Just a few years ago, in the pre-crisis era, the shadowy workings of crossborder banking - and what may or may not have been happening there - were generally overlooked.
And, while some of the alleged tax evaders may be the war criminals, gunrunners or despots usually linked with secret foreign bank accounts, the target of the latest efforts are much more likely to include rich businessmen and wealthy individuals.
“There is a political movement because of the financial debacle,” said one veteran European banker who insisted on speaking anonymously because he has retired.
“They are turning toward the socalled rich and want to hurt them.”
Of course, the United States looks at it a bit differently.
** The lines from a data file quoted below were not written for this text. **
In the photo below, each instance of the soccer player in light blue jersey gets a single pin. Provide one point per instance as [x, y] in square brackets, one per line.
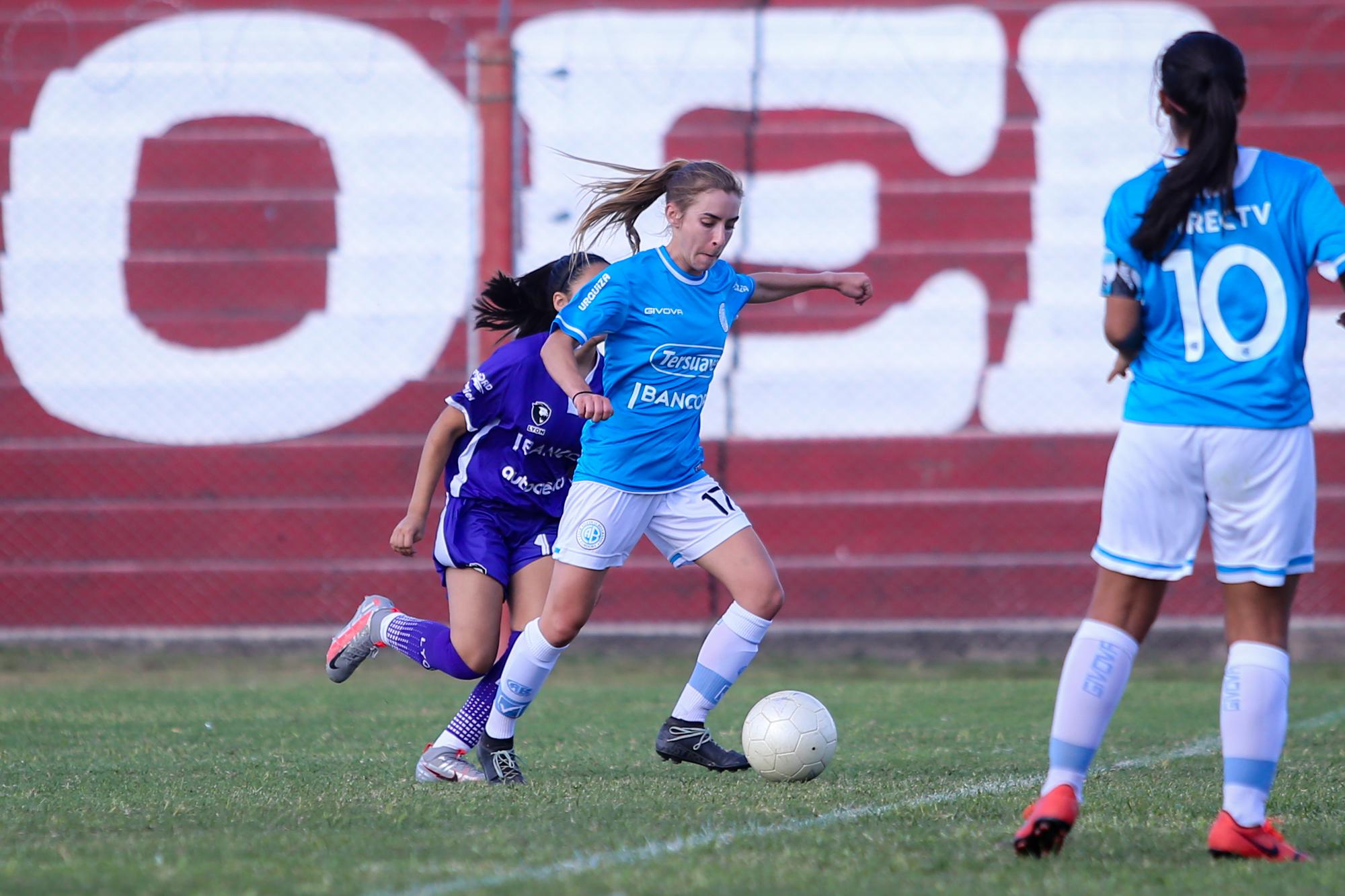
[505, 448]
[1206, 279]
[666, 314]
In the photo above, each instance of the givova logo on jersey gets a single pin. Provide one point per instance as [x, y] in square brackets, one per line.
[693, 362]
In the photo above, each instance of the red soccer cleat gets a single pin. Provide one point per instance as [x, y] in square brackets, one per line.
[1230, 840]
[1048, 821]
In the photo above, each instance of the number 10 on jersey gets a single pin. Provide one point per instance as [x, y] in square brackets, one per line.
[1200, 303]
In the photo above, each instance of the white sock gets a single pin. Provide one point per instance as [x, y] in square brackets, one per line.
[1253, 719]
[1091, 684]
[527, 669]
[724, 655]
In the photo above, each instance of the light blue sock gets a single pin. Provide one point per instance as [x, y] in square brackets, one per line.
[726, 654]
[1253, 720]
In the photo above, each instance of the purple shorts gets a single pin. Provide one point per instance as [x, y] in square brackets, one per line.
[492, 538]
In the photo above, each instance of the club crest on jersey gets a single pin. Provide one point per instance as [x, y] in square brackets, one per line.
[541, 413]
[591, 534]
[693, 362]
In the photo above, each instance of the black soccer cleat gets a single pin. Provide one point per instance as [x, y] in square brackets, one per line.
[684, 741]
[500, 762]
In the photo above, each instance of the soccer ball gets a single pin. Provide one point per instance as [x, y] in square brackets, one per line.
[789, 736]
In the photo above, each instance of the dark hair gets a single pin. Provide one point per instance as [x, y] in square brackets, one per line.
[524, 304]
[617, 202]
[1206, 81]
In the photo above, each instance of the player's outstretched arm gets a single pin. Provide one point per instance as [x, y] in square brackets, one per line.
[1125, 331]
[774, 287]
[447, 428]
[559, 357]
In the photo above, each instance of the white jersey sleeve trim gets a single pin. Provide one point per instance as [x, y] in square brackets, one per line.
[571, 330]
[467, 415]
[1332, 270]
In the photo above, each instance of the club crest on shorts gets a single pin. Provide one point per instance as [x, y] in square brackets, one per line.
[591, 534]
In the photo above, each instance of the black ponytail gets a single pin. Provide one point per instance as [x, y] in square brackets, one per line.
[1206, 81]
[524, 304]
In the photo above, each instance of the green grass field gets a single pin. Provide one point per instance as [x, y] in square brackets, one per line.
[176, 774]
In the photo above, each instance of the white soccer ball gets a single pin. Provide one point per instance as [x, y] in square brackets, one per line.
[789, 736]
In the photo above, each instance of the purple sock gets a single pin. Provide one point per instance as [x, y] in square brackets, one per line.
[430, 645]
[470, 721]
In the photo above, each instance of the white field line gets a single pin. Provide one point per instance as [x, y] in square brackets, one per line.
[708, 837]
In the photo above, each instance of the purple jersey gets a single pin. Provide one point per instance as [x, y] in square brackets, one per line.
[523, 434]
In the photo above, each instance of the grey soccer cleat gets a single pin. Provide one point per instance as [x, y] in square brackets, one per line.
[500, 762]
[358, 639]
[684, 741]
[446, 764]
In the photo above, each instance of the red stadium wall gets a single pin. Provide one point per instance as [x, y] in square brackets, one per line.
[229, 235]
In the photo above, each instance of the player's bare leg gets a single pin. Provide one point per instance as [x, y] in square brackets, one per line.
[571, 599]
[446, 759]
[1253, 719]
[743, 565]
[1093, 681]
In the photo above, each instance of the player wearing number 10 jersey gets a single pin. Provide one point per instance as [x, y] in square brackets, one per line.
[1206, 276]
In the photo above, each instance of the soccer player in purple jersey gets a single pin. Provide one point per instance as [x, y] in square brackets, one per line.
[668, 314]
[506, 447]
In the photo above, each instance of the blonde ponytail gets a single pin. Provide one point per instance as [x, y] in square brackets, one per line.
[618, 202]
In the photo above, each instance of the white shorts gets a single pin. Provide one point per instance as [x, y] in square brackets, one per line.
[1258, 489]
[602, 524]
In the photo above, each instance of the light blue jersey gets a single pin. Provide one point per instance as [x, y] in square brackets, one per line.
[666, 331]
[1226, 313]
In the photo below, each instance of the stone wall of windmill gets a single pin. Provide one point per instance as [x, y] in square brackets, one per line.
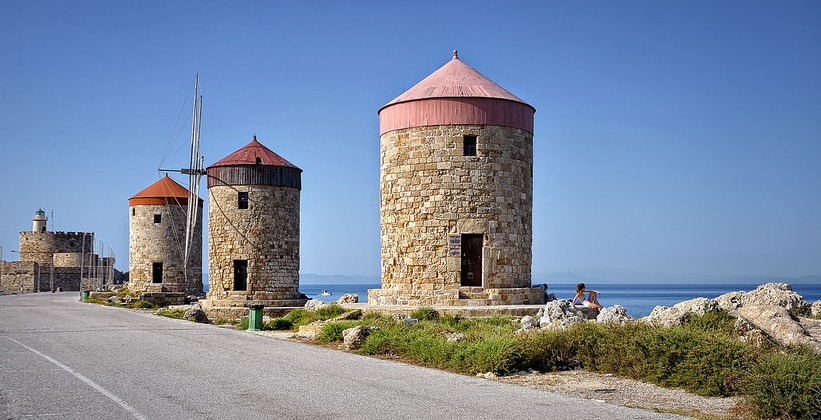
[158, 216]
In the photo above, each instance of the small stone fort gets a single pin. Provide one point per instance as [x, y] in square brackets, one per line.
[456, 193]
[56, 261]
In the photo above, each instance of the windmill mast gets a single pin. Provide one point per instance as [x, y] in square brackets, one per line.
[195, 171]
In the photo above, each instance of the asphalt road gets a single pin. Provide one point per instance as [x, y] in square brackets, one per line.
[63, 359]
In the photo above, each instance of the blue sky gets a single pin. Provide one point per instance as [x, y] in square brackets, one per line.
[670, 137]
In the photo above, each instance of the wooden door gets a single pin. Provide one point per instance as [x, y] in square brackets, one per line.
[472, 259]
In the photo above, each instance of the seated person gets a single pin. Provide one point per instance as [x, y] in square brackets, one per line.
[592, 297]
[548, 297]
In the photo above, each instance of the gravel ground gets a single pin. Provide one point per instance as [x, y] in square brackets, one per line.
[611, 389]
[626, 392]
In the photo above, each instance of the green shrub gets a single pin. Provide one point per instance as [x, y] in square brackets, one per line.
[301, 316]
[425, 314]
[330, 311]
[785, 385]
[139, 304]
[278, 324]
[333, 331]
[545, 351]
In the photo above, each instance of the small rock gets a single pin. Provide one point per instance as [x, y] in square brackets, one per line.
[615, 314]
[314, 304]
[354, 337]
[528, 320]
Prosecutors have contended that in the UBS case alone, wealthy Americans hid billions of dollars, thereby evading taxes of hundreds of millions of dollars a year.
While Switzerland is arguably the largest off-shore center, it is not the only one. Other countries or territories have copied the model - Liechtenstein, Bermuda, the Cayman Islands, Macao and Hong Kong among them. And while Switzerland is probably seen as the most conservative, blue chip, upstanding offshore haven, the others are measured by a sliding scale of probity and association with dubious business practices, if not crime.
The European banker said that in the early 1990s, following the fall of the Soviet Union, he worked in Switzerland where he said agents of Russian expats would show up with “boxes of cash” from Cyprus, a popular haven for capital fleeing the Russian authorities and the country’s post-collapse chaos.
The backlash against this illicit world has not been confined to the United States; it is apparent across Europe, too.
France will become one of the first European countries to put in place a new tax treaty with Switzerland to improve transparency and access to banking information. Germany is in discussions with Liechtenstein over issues related to tax evasion by German companies and individuals. Liechtenstein has also struck a disclosure agreement with Britain, encouraging British clients of Liechtenstein banks to volunteer information to British tax authorities in return for reduced penalties. In Italy, tax officials have started an investigation into whether the estate of the late Gianni Agnelli, the former chairman of Fiat, has money hidden away in Switzerland. In Britain, the government has become particularly exercised by tax competition - the offering of low tax rates and other advantages like tax secrecy to lure capital away.
The Internal Revenue Service commissioner, Doug Schulman, said the agreement with UBS was a “major step forward” in the American government’s efforts to pierce bank secrecy, and he warned that “wealthy Americans who have hidden their money offshore will find themselves in a jam.”
In the new political climate, expect to see a few rich Americans shifting uncomfortably.
UBS, the giant Swiss bank, has agreed to turn over information on American clients suspected of tax evasion.